The settlement gives more power to the parents of disabled children and forces state officials to make sure school districts comply with the federal Individuals with Disabilities Education Act (IDEA).
"We've worked with parents whose children were systematically excluded from the regular education environment just because of their disabilities," said Barbara Ransom, a lawyer for the Public Interest Law Center of Philadelphia, which represented the plaintiffs in the 11-year-old class action case.
"Discrimination is bad no matter who does it or who is affected. These children have been excluded because of the prejudices associated with being different."
The Public Interest Law Center represented a class of 280,000 special education students in a lawsuit with 12 named plaintiffs and 11 disabilities advocacy organizations. The plaintiffs claimed that the state's school-age students with physical, behavioral and development disabilities are not given enough time in regular classrooms and don't get appropriate instruction, with adjustments for their disabilities, to help them learn.

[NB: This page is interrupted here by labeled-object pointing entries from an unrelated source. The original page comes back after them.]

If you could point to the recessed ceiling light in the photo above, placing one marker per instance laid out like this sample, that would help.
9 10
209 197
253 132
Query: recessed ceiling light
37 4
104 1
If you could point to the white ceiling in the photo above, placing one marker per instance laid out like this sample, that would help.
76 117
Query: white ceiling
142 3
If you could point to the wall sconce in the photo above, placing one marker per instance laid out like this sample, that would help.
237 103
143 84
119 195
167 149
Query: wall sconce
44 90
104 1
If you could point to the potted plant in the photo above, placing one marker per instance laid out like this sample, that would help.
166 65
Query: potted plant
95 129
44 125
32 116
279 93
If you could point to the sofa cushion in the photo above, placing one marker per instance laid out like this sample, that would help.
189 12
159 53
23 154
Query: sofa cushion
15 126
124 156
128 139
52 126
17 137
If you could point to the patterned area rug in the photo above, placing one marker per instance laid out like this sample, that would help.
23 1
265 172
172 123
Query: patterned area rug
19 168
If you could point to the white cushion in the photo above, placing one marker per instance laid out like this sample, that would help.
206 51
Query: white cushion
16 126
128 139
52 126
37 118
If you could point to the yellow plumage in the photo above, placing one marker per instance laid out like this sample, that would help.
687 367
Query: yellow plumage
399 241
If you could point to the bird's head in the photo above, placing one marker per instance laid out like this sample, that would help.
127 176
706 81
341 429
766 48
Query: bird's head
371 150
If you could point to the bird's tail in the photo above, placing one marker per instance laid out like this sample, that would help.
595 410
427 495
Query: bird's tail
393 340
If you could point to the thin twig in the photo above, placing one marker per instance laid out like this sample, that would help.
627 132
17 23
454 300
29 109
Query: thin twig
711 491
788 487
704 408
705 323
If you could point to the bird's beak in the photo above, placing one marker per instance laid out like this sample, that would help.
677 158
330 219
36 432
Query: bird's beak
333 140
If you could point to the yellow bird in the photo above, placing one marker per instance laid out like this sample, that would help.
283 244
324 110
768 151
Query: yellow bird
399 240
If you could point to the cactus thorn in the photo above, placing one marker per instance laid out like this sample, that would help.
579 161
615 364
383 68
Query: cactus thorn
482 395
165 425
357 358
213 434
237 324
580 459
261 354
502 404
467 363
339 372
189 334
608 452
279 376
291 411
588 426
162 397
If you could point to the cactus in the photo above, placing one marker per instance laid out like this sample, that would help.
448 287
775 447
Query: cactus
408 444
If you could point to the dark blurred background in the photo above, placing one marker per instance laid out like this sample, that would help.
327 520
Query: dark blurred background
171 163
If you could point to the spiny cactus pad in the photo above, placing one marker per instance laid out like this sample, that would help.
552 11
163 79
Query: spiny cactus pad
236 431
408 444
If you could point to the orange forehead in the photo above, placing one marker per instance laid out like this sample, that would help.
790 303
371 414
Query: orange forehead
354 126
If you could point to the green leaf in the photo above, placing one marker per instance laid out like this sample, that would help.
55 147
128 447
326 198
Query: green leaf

The settlement requires the state to set up a five-year monitoring system, along with a parent-dominated advisory board.
School districts will get be graded on how well they include disabled children in regular classrooms. Those with the worst records of including disabled students will be put on a monitoring list. The state will help failing districts improve and impose penalties on those who don't.
The most severe penalties include losing state funds and disciplinary action against school administrators.